8/13/2018 – A negative day with the Dow Jones down 125 points (-0.50%) and the Nasdaq down 19 points (-0.25%) 

Short-term, the stock market continues to follow our exact trajectory.  The next larger scale move should be….. If you would like to find out what the stock market will do next, in both price and time, based on our timing and mathematical work, please Click Here 

Here is a sure bet ladies and gentlemen, if I have ever seen one……

Two possibilities for the S&P 500’s melt-up phase

Due to the higher move early last week, I have to now consider the more bullish pattern to 3,225 more seriously. I have labeled that pattern in blue, and it is an alternative pattern at this time. This pattern has a leading diagonal for wave (i) completed off the early April lows, and has us now setting up for the heart of a 3rd wave, ultimately pointing us over 3,100 on the SPX for wave (iii). However, in order to prove this is the operative count for wave (5), we will need to see a strong break out through 2,890 in the coming week or two.
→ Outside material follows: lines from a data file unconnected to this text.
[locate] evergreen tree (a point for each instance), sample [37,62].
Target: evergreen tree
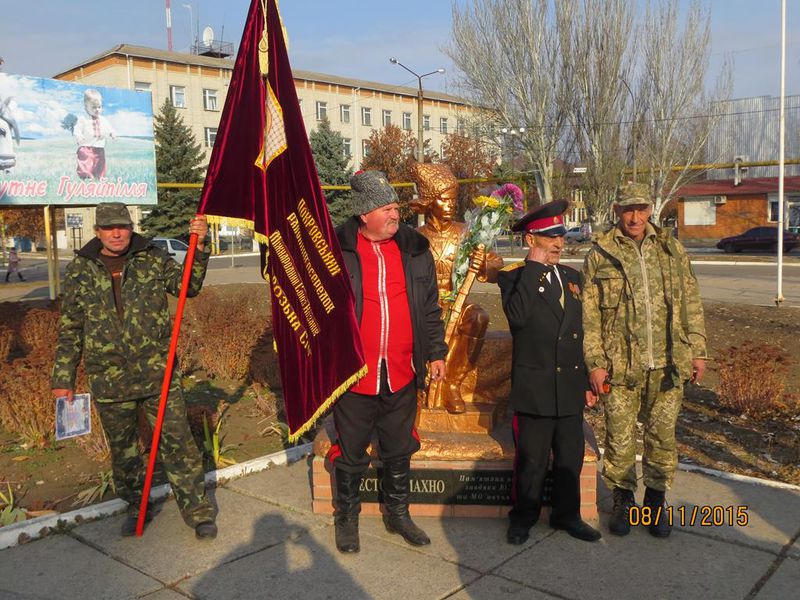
[179,159]
[327,147]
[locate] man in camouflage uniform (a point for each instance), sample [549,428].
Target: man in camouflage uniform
[644,336]
[115,312]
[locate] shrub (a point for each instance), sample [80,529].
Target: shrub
[26,403]
[7,339]
[221,330]
[265,403]
[39,332]
[27,408]
[752,378]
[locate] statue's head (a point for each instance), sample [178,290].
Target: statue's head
[437,188]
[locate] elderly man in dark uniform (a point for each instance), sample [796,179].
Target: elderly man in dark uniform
[549,384]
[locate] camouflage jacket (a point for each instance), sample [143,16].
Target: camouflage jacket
[124,358]
[617,307]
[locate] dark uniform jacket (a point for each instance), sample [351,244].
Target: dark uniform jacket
[124,359]
[421,288]
[548,375]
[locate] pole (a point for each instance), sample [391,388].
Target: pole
[49,252]
[56,266]
[634,124]
[3,238]
[169,27]
[781,158]
[165,384]
[420,134]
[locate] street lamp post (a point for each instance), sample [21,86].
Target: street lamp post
[513,131]
[634,128]
[420,99]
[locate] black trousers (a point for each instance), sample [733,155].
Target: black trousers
[356,416]
[534,437]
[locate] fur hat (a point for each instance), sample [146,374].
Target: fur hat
[371,190]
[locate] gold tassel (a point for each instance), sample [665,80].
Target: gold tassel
[293,437]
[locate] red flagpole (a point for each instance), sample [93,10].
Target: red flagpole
[165,385]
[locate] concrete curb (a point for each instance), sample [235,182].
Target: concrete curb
[41,526]
[779,485]
[733,263]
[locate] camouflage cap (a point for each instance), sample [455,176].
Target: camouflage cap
[633,193]
[371,190]
[112,213]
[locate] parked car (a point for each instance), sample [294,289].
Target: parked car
[175,248]
[758,238]
[576,234]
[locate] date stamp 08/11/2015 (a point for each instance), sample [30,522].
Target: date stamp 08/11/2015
[689,516]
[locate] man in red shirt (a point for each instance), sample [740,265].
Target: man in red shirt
[396,299]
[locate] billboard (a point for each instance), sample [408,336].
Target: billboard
[69,144]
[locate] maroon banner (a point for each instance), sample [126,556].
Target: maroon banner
[262,176]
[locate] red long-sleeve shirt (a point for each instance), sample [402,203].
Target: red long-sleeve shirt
[385,327]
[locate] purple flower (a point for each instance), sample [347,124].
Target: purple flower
[511,191]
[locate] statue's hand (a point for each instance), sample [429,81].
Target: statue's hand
[478,258]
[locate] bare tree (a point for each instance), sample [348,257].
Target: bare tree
[679,111]
[508,55]
[597,42]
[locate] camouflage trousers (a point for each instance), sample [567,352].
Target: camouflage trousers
[656,403]
[177,452]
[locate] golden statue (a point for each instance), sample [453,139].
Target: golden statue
[438,196]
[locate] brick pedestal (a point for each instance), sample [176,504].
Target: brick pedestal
[443,487]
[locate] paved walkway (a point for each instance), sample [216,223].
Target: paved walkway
[272,546]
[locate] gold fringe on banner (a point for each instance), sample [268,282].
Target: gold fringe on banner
[348,383]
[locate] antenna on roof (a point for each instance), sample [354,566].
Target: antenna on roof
[208,36]
[169,27]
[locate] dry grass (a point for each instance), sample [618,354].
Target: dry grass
[752,379]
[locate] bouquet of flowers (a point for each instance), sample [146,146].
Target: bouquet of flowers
[485,223]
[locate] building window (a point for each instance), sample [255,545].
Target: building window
[177,95]
[211,136]
[210,100]
[790,209]
[322,110]
[700,210]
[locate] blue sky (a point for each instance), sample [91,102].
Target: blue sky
[352,37]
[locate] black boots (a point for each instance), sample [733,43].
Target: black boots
[348,505]
[659,522]
[656,517]
[620,523]
[395,498]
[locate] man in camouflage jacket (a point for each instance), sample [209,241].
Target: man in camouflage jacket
[115,313]
[644,338]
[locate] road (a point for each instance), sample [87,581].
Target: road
[741,282]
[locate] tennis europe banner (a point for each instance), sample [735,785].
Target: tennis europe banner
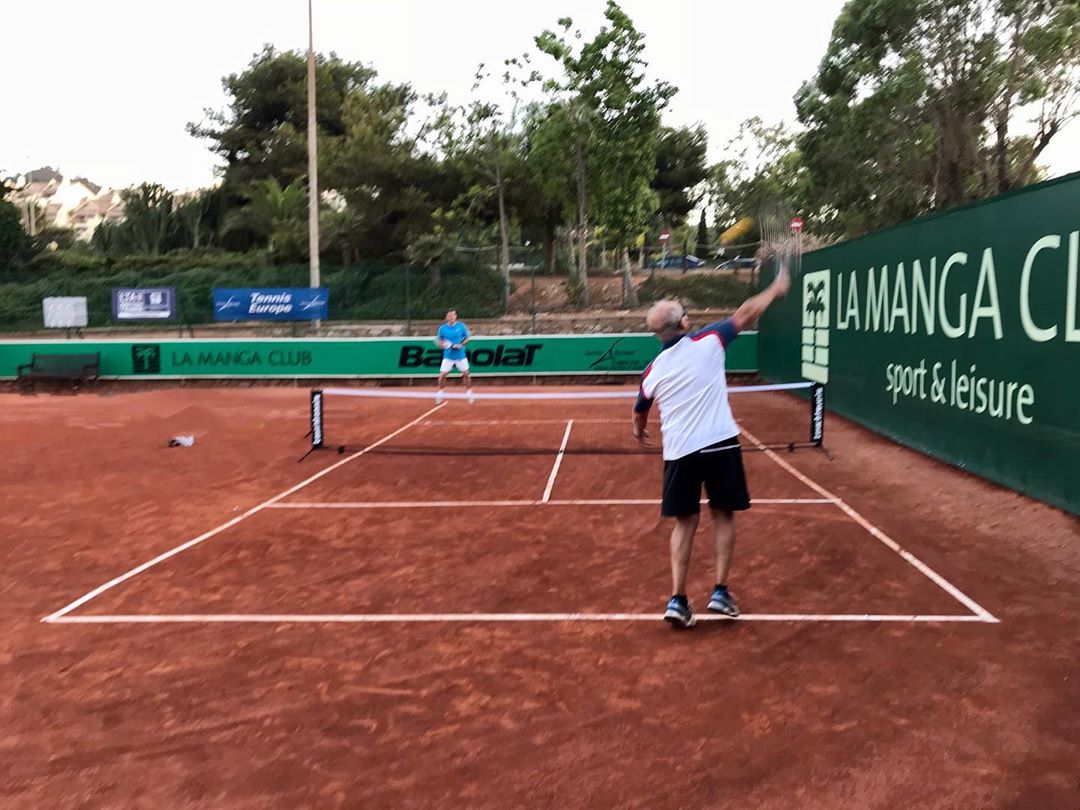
[957,334]
[271,304]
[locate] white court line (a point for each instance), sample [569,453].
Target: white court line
[205,536]
[981,612]
[558,462]
[624,394]
[486,422]
[400,504]
[487,618]
[463,504]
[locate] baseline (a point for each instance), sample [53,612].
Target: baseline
[461,504]
[489,618]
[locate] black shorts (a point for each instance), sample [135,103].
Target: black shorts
[718,467]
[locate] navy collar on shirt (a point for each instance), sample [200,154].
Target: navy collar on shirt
[670,343]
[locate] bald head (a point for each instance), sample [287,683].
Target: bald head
[666,319]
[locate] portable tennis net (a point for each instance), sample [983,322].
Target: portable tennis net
[784,416]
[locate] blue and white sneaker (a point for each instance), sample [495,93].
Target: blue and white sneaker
[679,615]
[723,602]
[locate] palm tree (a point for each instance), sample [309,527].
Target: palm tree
[278,215]
[148,216]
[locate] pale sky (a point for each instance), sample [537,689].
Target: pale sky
[105,89]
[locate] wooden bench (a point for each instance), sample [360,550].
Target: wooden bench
[73,368]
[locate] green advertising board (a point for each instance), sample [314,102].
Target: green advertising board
[326,358]
[957,334]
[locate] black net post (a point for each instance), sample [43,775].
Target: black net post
[316,418]
[818,414]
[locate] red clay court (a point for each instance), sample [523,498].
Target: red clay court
[477,624]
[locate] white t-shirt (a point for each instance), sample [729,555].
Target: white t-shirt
[689,383]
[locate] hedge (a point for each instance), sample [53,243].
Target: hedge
[364,292]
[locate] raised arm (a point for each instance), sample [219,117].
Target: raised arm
[753,308]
Should this occur, then we will likely see a pullback to the 2,870 level, and as long as we hold the 2,840 region on that pullback, it will be pointing us up toward 3,100 in quick fashion to complete wave (iii) of wave (5).

There you go, just load up on call options and ride this train to the promise land of milk and honey of massive capital gains.

RIGHT? 

Wrong. Over the last few weeks we have been discussing an important divergence between the Nasdaq/Russell/Wilshire and the Dow/S&P/NYA. It is important to note that while the former is sitting at or near its respective all time highs, the latter is nowhere close.

How do we reconcile that?

Once again, that was the exact topic of discussion in our weekly update. In order to answer that question properly Timing, Cyclical and Mathematical analysis has to be thrown into the mix. Only then can one answer an all important question of what the stock market will do next.

If you would like to find out how this divergence will resolve itself, in both price and time, please Click Here. One thing is certain, it won’t be as simple as a one directional “melt-up”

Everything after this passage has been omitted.